We note that the unvierse is not random and hence the power spectrum ($p_{\alpha}$) is not random. However, the quadratic estimator $\hat{p}_{\alpha}$ is random due to our instrument. Because of this we can measure the variance in our estimate of the power spectrum. Lets do that... The variance of the power spectrum in the $\alpha$-th bin is given by

\begin{align}

   \expval{\hat{p}_{\alpha}} &= \expval{\vec{x}^{\dagger}E^{\alpha}\vec{x}} -


b_{\alpha}\\

   &= \sum_{ij}\expval{x^{*}_{i}E_{ij}^{\alpha}x_{j}} - b_{\alpha}\\
&= \sum_{ij}E_{ij}^{\alpha}\expval{x_{j}x^{*}_{i}} - b_{\alpha}\\
&= \sum_{ij}E^{\alpha}_{ij}C_{ij} - b_{\alpha}\\
&= tr(E^{\alpha}C) - b_{\alpha}.


\end{align}

Plugging in for the covariance matrix, we get that \begin{align}

   \expval{\hat{p}_{\alpha}} &= tr[E^{\alpha}\sum_{\beta}p_{\beta}C_{,\beta}] +


tr[E^{\alpha}N] - b_{\alpha}\\

                             &= \sum_{\beta}tr[E^{\alpha}C_{,\beta}]p_{\beta} + tr[E^{\alpha}N] - b_{\alpha}.


\end{align}

Note that the second term, $tr(E^{\alpha}N)$ is the additive (noise) bias term. If we let $b_{\alpha} = tr[E^{\alpha}N]$ then we can correct fo this additive term. Hence, we are left with $\expval{\hat{p_{\alpha}}} = \sum{w_{\alpha\beta}p_{\beta}}$ where $w_{\alpha\beta} = tr[E^{\alpha}C_{,\beta}]$. This $w_{\alpha\beta}$ matrix is the window function matrix (or taper function matrix). The $\alpha$-th row of $w_{\alpha\beta}$ gives linear cominations of $P(k_{\beta})$ probed by $\hat{p}_{\alpha}$. This gives us horizontal errorbrs.
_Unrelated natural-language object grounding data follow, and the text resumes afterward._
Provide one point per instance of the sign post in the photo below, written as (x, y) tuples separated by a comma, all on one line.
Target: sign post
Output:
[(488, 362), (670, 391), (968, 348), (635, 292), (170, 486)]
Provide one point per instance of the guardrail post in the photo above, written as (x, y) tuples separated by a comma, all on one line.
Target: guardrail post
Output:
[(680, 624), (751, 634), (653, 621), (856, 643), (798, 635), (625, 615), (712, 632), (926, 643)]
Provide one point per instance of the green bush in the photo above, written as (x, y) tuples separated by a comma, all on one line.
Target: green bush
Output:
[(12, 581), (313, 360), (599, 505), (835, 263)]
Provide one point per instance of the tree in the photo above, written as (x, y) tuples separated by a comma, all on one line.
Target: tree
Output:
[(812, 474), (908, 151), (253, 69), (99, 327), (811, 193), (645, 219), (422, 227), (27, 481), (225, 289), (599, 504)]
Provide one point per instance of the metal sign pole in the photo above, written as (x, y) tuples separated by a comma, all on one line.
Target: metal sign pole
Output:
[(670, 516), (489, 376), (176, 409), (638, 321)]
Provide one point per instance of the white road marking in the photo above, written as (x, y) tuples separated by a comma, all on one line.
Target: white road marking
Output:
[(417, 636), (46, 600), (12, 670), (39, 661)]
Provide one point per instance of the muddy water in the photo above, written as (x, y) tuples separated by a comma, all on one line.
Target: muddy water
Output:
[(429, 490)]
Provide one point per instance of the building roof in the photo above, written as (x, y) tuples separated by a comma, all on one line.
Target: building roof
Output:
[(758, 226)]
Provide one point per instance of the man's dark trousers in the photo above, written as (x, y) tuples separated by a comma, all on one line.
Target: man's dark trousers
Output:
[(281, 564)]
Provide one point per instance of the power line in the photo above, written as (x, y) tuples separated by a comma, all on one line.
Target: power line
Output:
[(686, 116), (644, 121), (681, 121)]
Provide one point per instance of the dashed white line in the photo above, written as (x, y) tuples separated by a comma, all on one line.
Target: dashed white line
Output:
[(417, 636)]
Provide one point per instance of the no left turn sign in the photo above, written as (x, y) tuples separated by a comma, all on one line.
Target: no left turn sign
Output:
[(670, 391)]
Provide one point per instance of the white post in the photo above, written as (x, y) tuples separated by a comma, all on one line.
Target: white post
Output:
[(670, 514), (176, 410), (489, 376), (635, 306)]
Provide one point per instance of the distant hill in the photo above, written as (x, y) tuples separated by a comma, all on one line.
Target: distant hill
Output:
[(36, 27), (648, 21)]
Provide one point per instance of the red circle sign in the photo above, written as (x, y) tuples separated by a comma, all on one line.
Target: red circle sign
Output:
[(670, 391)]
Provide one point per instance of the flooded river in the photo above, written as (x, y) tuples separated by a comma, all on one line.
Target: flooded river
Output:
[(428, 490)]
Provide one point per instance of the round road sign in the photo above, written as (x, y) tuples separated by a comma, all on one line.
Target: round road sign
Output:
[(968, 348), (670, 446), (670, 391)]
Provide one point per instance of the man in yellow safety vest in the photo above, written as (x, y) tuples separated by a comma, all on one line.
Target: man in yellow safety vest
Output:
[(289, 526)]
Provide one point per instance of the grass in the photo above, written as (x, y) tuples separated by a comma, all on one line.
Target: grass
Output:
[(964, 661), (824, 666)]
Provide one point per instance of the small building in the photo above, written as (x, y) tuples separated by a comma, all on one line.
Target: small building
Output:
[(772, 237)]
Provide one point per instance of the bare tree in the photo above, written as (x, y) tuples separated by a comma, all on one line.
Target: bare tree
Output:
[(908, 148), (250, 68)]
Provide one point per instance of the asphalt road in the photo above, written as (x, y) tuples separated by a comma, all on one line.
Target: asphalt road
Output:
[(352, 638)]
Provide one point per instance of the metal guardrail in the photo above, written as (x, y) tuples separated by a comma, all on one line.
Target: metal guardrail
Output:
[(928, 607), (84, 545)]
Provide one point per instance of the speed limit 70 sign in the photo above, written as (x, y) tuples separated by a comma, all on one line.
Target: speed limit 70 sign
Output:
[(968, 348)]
\section{Vertical Error Bars} The window (or taper) functions above gave us the horizontal error bars, which is to say for each power spectrum measurement in the $\alpha$-th bin, the amount other bins contributed to that measurement.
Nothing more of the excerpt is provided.